Endocrine Abstracts

Background: The term “neuro-cardio-facial-cutaneous (NCFC) syndrome” describes a group of phenotypically overlapping syndromes that result from germline mutations in genes of the RAS-MAPKinase pathway. This pathway plays a role in growth factor signalling and short stature is a consistent feature of NCFC syndromes. This diagnostic group includes Noonan syndrome (NS) and cardio-facio-cutaneous (CFC) syndrome. Growth hormone (GH) has been used with good effect in NS. To our knowledge the effect of GH in CFC has yet to be reported.

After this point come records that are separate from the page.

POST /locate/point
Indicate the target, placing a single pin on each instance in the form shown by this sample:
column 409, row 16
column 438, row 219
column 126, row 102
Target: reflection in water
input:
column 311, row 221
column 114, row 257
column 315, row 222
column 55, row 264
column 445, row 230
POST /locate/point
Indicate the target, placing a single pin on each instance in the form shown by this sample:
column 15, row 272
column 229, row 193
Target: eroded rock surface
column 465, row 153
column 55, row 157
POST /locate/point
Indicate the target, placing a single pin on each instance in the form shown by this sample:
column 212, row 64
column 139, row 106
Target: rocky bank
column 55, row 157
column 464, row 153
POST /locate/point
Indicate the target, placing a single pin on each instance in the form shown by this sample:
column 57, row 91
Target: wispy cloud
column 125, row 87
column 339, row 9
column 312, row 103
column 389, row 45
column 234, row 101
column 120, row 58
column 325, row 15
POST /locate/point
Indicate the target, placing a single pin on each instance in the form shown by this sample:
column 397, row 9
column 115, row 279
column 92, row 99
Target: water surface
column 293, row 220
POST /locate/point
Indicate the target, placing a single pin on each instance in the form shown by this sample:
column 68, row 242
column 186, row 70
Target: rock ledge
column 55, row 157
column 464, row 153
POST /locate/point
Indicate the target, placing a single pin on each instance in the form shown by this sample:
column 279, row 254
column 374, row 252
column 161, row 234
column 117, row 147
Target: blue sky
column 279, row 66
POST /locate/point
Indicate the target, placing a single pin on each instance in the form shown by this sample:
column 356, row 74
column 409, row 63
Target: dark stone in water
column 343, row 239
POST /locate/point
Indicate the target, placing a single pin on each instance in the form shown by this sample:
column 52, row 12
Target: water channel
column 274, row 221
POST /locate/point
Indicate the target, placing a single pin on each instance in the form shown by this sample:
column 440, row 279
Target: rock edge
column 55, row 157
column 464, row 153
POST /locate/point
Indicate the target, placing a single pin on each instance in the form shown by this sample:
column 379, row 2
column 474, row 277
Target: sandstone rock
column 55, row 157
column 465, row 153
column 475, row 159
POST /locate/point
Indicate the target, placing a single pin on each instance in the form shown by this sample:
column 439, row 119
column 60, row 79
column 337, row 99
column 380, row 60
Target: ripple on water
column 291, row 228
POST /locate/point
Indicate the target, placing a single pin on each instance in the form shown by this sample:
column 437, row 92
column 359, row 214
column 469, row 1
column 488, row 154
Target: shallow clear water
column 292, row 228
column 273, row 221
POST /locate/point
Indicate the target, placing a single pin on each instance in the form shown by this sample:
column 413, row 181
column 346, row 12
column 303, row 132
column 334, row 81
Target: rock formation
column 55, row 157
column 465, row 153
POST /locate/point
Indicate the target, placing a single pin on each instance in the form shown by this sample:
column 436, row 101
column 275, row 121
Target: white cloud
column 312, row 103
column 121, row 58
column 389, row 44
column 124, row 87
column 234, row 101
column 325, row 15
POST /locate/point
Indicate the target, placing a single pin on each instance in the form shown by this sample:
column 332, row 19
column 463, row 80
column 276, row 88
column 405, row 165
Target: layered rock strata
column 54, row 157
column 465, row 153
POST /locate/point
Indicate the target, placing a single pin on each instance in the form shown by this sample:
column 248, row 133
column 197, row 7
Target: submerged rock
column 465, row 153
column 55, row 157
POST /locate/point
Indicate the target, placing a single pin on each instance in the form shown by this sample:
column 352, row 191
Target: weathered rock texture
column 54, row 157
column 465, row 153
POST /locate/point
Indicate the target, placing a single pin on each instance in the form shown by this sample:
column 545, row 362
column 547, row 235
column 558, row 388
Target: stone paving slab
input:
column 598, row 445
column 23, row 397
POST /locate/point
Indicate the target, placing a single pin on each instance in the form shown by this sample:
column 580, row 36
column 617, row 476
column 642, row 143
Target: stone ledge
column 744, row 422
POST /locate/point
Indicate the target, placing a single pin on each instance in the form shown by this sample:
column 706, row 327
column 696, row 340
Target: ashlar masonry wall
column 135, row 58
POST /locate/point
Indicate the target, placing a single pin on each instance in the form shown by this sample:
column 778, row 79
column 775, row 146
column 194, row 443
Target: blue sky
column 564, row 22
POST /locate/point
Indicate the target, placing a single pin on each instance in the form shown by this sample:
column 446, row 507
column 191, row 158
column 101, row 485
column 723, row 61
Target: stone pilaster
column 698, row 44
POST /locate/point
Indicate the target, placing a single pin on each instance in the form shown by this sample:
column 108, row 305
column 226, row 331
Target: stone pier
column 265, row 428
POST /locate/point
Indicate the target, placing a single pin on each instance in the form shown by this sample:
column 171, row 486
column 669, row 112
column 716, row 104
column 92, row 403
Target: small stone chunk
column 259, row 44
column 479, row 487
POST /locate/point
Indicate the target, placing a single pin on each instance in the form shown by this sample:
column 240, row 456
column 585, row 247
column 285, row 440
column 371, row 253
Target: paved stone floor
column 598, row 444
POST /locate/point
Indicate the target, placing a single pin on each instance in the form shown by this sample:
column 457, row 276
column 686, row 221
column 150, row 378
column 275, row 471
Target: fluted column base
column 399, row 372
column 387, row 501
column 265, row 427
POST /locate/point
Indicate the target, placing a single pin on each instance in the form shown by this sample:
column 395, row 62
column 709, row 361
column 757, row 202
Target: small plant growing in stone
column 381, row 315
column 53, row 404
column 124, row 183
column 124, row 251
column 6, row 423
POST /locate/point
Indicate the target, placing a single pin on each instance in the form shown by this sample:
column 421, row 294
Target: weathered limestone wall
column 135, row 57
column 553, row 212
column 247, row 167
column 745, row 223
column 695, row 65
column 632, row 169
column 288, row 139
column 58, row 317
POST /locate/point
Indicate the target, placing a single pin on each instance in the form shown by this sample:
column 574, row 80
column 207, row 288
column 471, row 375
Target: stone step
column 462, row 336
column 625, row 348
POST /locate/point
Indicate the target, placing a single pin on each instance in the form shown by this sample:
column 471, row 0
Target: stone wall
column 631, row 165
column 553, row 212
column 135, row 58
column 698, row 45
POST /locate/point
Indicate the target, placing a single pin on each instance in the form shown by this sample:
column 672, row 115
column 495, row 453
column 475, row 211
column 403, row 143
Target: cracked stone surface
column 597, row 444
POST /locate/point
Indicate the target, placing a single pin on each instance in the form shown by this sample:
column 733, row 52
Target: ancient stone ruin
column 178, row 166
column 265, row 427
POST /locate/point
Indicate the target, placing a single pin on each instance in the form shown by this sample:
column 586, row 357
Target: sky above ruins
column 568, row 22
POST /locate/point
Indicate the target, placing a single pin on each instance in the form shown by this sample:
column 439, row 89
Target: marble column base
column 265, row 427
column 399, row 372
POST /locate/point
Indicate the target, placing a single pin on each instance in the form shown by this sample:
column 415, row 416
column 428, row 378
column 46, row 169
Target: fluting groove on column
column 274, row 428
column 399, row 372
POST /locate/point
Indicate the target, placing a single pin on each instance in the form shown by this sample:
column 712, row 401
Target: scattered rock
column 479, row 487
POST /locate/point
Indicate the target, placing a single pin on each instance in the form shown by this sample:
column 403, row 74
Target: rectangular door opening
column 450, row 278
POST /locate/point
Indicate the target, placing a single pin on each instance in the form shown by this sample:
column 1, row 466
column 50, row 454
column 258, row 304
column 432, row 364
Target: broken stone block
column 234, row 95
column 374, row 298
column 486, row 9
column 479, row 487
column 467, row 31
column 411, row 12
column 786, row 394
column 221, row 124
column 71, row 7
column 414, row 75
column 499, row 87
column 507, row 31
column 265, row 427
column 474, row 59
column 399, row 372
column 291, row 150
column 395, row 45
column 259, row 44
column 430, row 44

Case Report: A female infant was born at term, birth weight SDS −0.34, following a pregnancy complicated by polyhydramnios. She was dysmorphic (posteriorly rotated low set ears, high forehead, depressed nasal bridge, antimongoloid slant of palpebral fissures). Cardiac assessment identified pulmonary artery branch stenosis and minor atrioseptal defect. A clinical diagnosis of NS was made. At 9.9yrs of age her height SDS was −3.15, bone age 9.2yrs, serum IGF1 12 nmol/l (normal range (NR) 15–101) and peak GH response to glucagon was 10.4 mU/l. At this time the phenotype was more consistent with CFC than NS. The diagnosis was confirmed by the identification of a BRAF gene mutation (c.770A>G). Treatment with GH (0.025 mg/kg/day) was introduced. After 4 months serum IGF1 was 34.2 nmol/l and IGFBP−35.8 mg/l (NR 0.8–3.4). GH dose was increased after 4 months to 0.035 mg/kg/day and after 8 months to 0.045 mg/kg/day. There has been no change in cardiac appearance or function and no reported adverse effects of GH therapy. 13 months after starting GH the patient has gained 0.6SD in height.

Conclusion: The growth response to GH treatment observed in this patient is similar to that reported in children with NS and less than might be expected given the biochemical features of GH deficiency. The efficacy of GH in this syndrome will only be elucidated in collaborative studies of patients with CFC.